First, Cisco announced they were discontinuing their Flip line of camcorders. Flip had emerged as the dominant brand name for ultra-portable consumer grade camcorders; the video equivalent of point-and-shoot digital cameras. For about a hundred bucks you could get a camcorder that fit in your pocket and took YouTube-ready video. Most models even have USB adapters for easy charging and one-button uploads to your website of choice.
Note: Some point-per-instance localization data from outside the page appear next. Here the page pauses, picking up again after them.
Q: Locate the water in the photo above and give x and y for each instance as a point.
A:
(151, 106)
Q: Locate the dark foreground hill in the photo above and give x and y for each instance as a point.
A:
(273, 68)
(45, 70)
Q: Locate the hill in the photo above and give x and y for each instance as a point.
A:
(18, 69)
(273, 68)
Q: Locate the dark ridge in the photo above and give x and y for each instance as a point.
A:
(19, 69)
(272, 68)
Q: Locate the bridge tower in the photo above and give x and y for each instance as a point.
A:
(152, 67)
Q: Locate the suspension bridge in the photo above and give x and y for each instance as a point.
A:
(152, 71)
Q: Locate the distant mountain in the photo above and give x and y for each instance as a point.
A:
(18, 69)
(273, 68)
I got one last summer, and my experience foreshadows Cisco's decision to end the line. It was a great piece of technology - worked well, easy to use, and took high enough quality video for what I needed - but I could not get in the habit of carrying another dedicated piece of technology at all times. If I need a quick spur-of-the-moment video, I use my iPhone. If I need something more sophisticated, I usually have enough advance notice to bring a full camcorder along. Apparently this was the general consensus, and the Flip is joining the list of useful-but-obsolete gadgets.
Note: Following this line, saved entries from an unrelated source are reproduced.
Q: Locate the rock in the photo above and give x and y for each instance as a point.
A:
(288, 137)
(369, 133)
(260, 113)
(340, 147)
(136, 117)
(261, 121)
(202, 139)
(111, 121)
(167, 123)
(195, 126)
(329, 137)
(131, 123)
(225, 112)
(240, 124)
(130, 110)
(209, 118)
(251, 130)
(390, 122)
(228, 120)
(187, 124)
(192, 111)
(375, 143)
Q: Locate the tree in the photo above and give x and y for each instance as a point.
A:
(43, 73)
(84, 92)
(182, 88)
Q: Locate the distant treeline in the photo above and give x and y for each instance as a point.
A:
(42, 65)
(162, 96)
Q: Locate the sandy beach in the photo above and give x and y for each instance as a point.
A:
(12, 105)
The second article shows how design firm Artefact is moving in the opposite direction; their goal is to create the first "smart camera".
Working on the "If you can't beat 'em, join 'em" philosophy, Artefact's plan is to make digital cameras more like smartphones. This would introduce such features as wireless handheld viewfinders (that look suspiciously like a smartphone), touchscreen controls, accelerometers, and dedicated apps.
The idea of integrating apps is potentially the most revolutionary. The primary reason most people use their phone instead of a stand-alone camera is the phone makes it easier to edit, organize, and share photos without having to transfer files to a computer first. If my camera had a direct connection to Facebook (or Picasa, or Flicker, or my company's website) and native photo editing software, the smartphone loses that advantage. Now the decision comes down to the photo quality I need; for most consumers the smartphone will be enough, but for professionals and hobbyists the full camera - complete with interchangeable lenses! - wins hands down.
What is notable about both these articles is that the changes they describe were motivated or inspired by smartphone adoption. We are evolving towards increasingly multi-functional, omnipresent, always connected devices. As marketers this should influence whether you create your sales tools as stand alone resources or dedicated smartphone apps.